Montserrat
49 voyages
Montserrat is the Caribbean island that time — and a volcano — almost forgot. In 1995, the Soufriere Hills volcano roared back to life, and over the following years its pyroclastic flows buried the capital city of Plymouth under metres of ash, rendering the southern two-thirds of the island an exclusion zone. Today, Montserrat is one of the most extraordinary destinations in the Lesser Antilles: a place where a vibrant, resilient community has rebuilt itself in the north, while the ghostly ruins of Plymouth — sometimes called the "Pompeii of the Caribbean" — remain frozen in volcanic time.
Little Bay, on the northwestern coast, has emerged as Montserrat's new hub. The town is modest, but the warmth of the Montserratian people more than compensates. This is a British Overseas Territory with an Irish soul: African slaves brought by Irish Catholic settlers in the seventeenth century created a unique Afro-Irish culture that survives in surnames like Sweeney and Riley, in the shamrock on the island's crest, and in the annual St. Patrick's Day celebration.
Montserrat's cuisine is hearty Caribbean fare. Goat water — a thick, spiced stew — is the national dish. Fresh fish appears grilled, stewed, or as coconut-milk soup. Rum punch, made with the island's own rum and seasonal fruit, accompanies every sunset.

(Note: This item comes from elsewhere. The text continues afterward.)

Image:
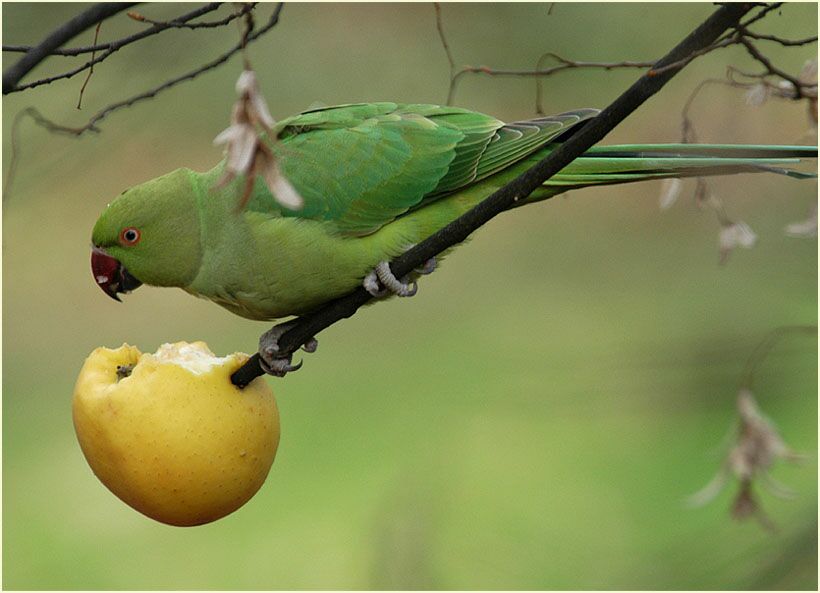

The northern part of Montserrat is a lush landscape of rainforest, hot springs, and hiking trails. The Centre Hills harbour the endemic Montserrat oriole. The Montserrat Volcano Observatory provides riveting scientific briefings. Boat tours along the exclusion zone's coastline reveal the partially buried ruins of Plymouth from the sea.
Little Bay is a port of call for Emerald Yacht Cruises, Explora Journeys, Seabourn, and Silversea. The best time to visit is December through May, when dry weather brings the best volcano views.